Arms Reduction: Just Do It
Contrary to Panetta's claims, there is no need to reach complicated agreements before getting rid of unnecessary weapons.
In his lively and engaging speech to South Korean students earlier this week, President Barack Obama disclosed that a “comprehensive study of our nuclear forces” was underway and that he could “already say with confidence that we have more nuclear weapons than we need.” Accordingly, he was planning to meet with the Russians in the hope that “working together, we can continue to make progress and reduce our nuclear stockpiles.”
Defense Secretary Leon Panetta, with no apparent sense of irony, quickly assured the press and Congress that we would never reduce the number of our unnecessary nuclear trinkets—which cost several billion dollars a year to maintain—unless we do so under the auspices of bilateral negotiations with the Russians.
Thus, the need to have agreement in order to reduce unneeded weapons is the only reason for keeping them around. It is a bizarre situation.
Arms control is essentially a form of centralized regulation and carries with it the usual defects of that approach. Participants will volunteer for such regulation only with great caution, because once under its control they are often unable to adjust subtly to unanticipated changes.
Arms deals can also generate perverse incentives: the strategic arms agreement of 1972 limited the number of missiles each side could have, but it allowed them to embroider their missiles with multiple warheads and to improve missile accuracy, thereby encouraging them to develop a potentially dangerous first-strike capability.
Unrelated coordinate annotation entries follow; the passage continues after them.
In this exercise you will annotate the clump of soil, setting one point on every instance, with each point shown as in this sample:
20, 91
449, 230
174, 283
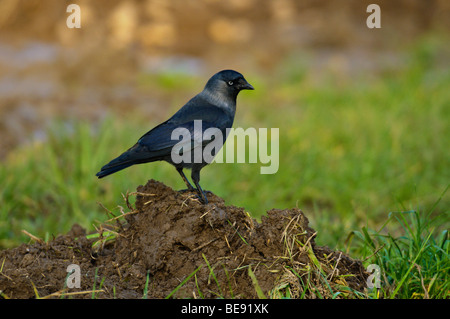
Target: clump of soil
170, 244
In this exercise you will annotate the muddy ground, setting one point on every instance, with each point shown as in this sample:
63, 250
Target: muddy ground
168, 236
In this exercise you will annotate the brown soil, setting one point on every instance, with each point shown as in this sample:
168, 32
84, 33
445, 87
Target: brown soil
166, 238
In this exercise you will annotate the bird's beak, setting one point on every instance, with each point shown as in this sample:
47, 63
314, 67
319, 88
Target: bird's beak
246, 86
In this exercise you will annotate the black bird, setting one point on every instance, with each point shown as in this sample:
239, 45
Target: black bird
215, 106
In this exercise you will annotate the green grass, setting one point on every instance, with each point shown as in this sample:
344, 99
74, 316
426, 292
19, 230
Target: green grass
352, 149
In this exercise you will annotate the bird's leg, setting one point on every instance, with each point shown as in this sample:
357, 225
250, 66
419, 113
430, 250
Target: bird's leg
196, 179
189, 186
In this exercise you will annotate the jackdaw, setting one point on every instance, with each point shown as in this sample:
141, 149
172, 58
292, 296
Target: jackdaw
215, 107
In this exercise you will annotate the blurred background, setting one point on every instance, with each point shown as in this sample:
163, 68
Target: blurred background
363, 113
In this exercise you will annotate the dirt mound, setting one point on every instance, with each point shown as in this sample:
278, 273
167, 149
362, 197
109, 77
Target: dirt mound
172, 245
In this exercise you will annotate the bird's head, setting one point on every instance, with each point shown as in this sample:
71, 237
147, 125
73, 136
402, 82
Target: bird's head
228, 83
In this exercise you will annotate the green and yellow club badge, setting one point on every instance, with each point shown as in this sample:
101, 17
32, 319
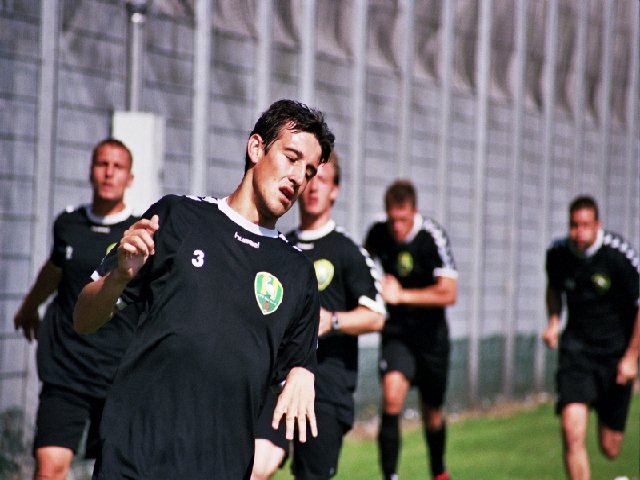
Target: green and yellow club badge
269, 292
405, 264
601, 282
324, 272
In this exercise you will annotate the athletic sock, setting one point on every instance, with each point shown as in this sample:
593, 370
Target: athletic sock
389, 444
436, 440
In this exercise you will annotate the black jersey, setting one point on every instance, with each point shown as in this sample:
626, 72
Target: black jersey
83, 363
601, 289
345, 280
230, 308
416, 263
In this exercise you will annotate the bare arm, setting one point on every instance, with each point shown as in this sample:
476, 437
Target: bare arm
96, 303
443, 293
357, 321
628, 365
554, 308
27, 317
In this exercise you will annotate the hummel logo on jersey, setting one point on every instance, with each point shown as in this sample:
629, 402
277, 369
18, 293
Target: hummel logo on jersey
324, 272
269, 292
246, 241
198, 258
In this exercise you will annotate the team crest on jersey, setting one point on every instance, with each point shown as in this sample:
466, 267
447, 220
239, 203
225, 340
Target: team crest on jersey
324, 272
110, 247
601, 282
405, 264
269, 292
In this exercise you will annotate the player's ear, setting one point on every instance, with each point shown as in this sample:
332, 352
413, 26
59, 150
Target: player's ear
255, 148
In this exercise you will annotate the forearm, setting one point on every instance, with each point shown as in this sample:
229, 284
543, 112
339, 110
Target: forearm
633, 348
360, 320
96, 303
441, 294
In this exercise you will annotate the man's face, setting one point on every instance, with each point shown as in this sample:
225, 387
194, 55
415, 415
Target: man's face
282, 173
111, 173
400, 219
583, 228
321, 192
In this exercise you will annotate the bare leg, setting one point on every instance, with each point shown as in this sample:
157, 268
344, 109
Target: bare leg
53, 463
574, 428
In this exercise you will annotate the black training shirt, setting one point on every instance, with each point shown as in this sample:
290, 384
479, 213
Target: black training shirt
416, 263
230, 309
82, 363
345, 276
601, 290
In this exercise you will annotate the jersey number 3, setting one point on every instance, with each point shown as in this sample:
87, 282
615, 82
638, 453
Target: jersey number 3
198, 258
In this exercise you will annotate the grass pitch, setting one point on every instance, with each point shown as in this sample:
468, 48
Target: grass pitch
522, 444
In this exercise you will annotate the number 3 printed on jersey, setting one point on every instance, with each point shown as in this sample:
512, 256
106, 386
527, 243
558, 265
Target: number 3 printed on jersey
198, 258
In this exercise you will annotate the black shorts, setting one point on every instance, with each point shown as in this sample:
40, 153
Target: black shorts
425, 368
317, 458
62, 419
586, 378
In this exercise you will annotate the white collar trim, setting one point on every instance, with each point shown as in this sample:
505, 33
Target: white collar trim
112, 219
235, 217
323, 231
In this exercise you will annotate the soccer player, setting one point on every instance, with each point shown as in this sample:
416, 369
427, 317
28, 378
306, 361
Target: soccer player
596, 274
76, 370
230, 309
420, 281
350, 305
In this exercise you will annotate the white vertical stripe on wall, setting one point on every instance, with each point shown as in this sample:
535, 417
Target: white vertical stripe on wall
632, 154
308, 52
511, 309
608, 11
201, 87
483, 71
545, 178
264, 19
446, 85
406, 94
358, 94
580, 94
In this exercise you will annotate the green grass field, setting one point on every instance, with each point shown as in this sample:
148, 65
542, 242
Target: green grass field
523, 445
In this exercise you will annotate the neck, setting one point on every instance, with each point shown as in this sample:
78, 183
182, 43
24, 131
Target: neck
314, 222
103, 208
243, 202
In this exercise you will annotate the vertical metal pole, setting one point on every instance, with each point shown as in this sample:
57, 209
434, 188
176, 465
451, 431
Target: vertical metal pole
580, 96
137, 11
201, 101
406, 92
308, 52
358, 95
446, 68
511, 310
483, 64
545, 179
42, 188
263, 60
632, 153
608, 11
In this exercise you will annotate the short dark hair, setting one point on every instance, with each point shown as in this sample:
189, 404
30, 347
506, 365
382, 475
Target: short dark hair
112, 142
399, 193
289, 114
584, 201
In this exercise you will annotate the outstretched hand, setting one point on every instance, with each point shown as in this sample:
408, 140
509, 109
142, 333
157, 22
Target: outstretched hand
136, 246
296, 403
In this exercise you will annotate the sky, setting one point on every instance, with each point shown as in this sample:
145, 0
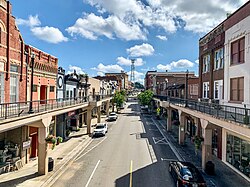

And, as in the present case, talks can actually hamper arms limitations: in 1973, a proposal for a unilateral reduction of U.S. troops in West Europe failed in the Senate because many felt that it would undercut upcoming arms-control negotiations—which then ran on unproductively for years.
The Cold War arms buildup, after all, was not accomplished through written agreement; instead, there was a sort of market process in which each side, keeping a wary eye on the other, sought security by purchasing varying amounts of weapons and troops. As requirements and perspectives changed, so did the force structure of each side.
The same process can work in reverse: as tensions decline, so can the arms that are their consequence. It would likely to be chaotic, halting, ambiguous, self-interested and potentially reversible, but arms can be significantly reduced.
There is a notable precedent. After decades of cold war, tensions between the United States and British Canada relaxed in the 1870s, and the ships, forts and installations they had built to confront each other were gradually removed or allowed to rot away over time without any talks or formal agreements. In present times, France has retired most of its nuclear arsenal unilaterally and without discussing it with pretty much anybody.
Under relaxed tensions, reductions will happen best if arms negotiators keep out of the way, and they will proceed most expeditiously if each side feels free to reverse any reduction it later comes to regret. Formal disarmament agreements are likely simply to slow and clutter the process.